Nina Bunjevac : Sans nom (Avant-Verlag)

Même enfant, Benny est un nerd ; à l’école, il a toujours la main dans son pantalon pendant qu’il regarde avec convoitise la personne assise à côté de lui. L’illustratrice canado-yougoslave Nina Bunjevac, 46 ans, dans son roman graphique « Béziména » voit toujours le monde du point de vue d’un tueur en série obsessionnel. Des aspects surréalistes et des motifs de contes de fées côtoient des images dures de cadavres de filles. Dans la postface, Bunjevac aborde ses propres expériences de violence sexuelle, racontant, entre autres, comment une école Une amie en Serbie a présenté des filles à un pédophile ; dans des vidéos, il a documenté ses attaques.

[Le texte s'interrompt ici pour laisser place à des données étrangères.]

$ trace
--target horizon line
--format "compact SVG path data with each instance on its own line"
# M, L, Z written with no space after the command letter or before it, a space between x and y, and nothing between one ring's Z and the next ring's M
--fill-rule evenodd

Bunjevac a pu s’échapper à temps, mais certains de ses amis n’ont pas pu le faire.

Elle décrit le déclin moral avant la guerre des Balkans, lorsque les auteurs restaient impunis. Cependant, on se demande pourquoi l’auteur n’a pas raconté cette histoire précise. Aussi fascinante que soit l’imagerie cinématographique de sa bande dessinée « Relating », elle utilise toujours un voyeurisme qui laisse perplexe. L’approche consistant à vouloir comprendre les auteurs se retrouve déjà dans les œuvres antérieures, plus différenciées, de l’artiste. Dans son chef-d’œuvre « Patrie », Bunjevac évoque la vie de son père, caractérisée par des agressions physiques – et la question complexe de savoir si la violence subie conduit inévitablement les victimes à la transmettre. Ou pouvoir se libérer du cercle vicieux.

Michael Büsselberg (éd.) : Vous voulez nous le dire. Dix chansons de Tocotronic (Ventil Verlag)

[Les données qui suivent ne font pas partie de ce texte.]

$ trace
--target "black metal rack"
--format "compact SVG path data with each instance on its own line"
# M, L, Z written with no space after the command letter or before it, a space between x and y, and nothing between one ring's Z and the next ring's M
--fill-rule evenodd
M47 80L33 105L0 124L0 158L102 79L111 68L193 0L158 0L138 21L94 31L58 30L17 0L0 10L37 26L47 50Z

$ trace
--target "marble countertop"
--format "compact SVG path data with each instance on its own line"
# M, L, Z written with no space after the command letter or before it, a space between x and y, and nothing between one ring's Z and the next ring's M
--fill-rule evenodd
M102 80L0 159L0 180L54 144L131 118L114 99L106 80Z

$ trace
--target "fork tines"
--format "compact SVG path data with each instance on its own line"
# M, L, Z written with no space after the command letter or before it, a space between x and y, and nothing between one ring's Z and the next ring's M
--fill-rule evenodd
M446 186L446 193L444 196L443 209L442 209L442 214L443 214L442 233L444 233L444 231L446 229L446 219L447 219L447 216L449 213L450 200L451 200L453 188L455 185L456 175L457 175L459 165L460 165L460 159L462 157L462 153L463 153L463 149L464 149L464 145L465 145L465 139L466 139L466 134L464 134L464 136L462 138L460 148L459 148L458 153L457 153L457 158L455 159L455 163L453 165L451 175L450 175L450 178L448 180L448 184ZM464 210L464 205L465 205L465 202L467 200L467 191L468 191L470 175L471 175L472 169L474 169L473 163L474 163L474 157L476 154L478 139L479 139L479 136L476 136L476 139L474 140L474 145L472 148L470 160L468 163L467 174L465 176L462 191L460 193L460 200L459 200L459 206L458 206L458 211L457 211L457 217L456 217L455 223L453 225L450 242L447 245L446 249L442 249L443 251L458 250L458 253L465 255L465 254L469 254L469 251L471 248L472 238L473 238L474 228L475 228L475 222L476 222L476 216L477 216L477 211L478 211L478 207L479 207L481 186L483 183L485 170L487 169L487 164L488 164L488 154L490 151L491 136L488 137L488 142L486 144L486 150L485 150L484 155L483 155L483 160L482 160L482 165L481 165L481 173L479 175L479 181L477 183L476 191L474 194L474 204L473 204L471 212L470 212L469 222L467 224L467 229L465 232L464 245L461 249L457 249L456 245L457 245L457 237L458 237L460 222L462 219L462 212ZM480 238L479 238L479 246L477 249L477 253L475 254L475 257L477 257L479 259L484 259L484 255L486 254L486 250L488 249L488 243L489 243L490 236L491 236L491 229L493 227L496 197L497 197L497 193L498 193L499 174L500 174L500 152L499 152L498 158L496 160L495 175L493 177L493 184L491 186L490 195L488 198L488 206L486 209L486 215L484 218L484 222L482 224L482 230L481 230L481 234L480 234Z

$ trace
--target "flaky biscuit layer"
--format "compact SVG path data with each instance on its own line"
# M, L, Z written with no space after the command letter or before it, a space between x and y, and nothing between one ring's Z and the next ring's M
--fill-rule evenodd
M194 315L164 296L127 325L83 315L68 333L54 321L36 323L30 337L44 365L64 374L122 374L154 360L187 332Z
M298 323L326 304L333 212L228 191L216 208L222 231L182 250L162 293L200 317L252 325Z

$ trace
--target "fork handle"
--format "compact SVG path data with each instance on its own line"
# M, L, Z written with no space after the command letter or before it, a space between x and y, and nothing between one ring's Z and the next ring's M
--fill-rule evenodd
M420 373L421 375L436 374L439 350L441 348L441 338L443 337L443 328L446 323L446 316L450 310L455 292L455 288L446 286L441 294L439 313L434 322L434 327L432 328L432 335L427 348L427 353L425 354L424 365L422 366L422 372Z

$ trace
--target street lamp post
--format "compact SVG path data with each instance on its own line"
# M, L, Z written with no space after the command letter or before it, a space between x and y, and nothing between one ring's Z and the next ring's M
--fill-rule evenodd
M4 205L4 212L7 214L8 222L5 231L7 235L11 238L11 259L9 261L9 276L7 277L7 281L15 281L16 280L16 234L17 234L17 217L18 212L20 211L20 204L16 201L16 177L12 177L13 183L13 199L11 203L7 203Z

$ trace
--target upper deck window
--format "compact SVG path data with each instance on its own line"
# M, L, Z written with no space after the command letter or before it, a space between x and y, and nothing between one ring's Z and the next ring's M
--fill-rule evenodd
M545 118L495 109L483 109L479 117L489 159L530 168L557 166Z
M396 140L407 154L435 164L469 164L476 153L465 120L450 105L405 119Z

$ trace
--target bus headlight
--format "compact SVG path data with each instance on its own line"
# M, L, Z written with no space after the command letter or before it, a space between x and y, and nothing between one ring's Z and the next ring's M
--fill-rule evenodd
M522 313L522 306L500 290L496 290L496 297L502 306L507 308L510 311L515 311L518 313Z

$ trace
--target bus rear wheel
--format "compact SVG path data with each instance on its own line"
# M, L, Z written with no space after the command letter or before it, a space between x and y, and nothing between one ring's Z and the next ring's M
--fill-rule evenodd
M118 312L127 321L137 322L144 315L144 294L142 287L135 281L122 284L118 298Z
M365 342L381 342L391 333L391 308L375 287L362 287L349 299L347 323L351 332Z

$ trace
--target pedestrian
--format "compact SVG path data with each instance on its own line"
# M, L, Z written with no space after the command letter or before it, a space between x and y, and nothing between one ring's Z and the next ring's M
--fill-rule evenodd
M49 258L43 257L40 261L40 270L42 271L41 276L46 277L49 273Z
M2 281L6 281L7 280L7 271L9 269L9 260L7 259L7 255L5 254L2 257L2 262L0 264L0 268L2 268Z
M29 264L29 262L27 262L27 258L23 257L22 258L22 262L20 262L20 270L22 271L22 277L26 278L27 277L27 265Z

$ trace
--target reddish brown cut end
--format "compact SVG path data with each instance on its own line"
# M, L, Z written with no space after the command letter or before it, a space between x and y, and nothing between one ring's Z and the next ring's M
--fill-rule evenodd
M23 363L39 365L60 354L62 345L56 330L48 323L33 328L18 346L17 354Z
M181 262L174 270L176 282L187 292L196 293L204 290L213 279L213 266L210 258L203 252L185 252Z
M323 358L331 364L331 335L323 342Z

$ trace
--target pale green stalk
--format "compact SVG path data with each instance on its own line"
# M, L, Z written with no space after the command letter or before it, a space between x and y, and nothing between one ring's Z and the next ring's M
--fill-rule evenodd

Abandonnez-vous maintenant ! L’attitude face à la vie dans les premières années du 21e siècle était dynamique : les gens se tournaient vers un avenir prometteur. Le groupe de rock indépendant hambourgeois Tocotronic a vu les choses différemment et a présenté une contre-proposition avec son huitième album studio en 2007. La chanson titulaire « Capitulation » célébrait la beauté de l’échec. Avec son attitude contestataire très particulière, le groupe fondé en 1993 était en avance sur son temps. Il y en a désormais un sous le titre « Vous voulez nous le dire ». Bande dessinée est apparu dans lequel dix chansons de Tocotronic ont été transformées en nouvelles par autant d’illustrateurs. Dans « Capitulation », divers animaux et une silhouette humaine très mince se réunissent lors d’un pique-nique dans la forêt (illustration : Anna Haifisch). La chanson « Attends-moi au fond de la piscine », publiée en 2013, offre des vues d’un lieu négligé dans la version de Julia Bernhard Appartement unique dans lequel la nature envahit de plus en plus – et à la fin un nouvel amour queer émerge. Dans « Let There Be Rock » de l’album « KOOK » (1999), une fille ratée retourne vivre chez ses parents dans la petite ville. Pour chaque chanson, le chanteur de Tocotronic Dirk von Lowtzow explique comment elle est née et ce qu’il veut raconter. Au fait, il y a un morceau bonus Bande dessinée du batteur Arne Zank, qui parle des vestes d’entraînement emblématiques du groupe – et de la façon dont ils ont fait connaissance.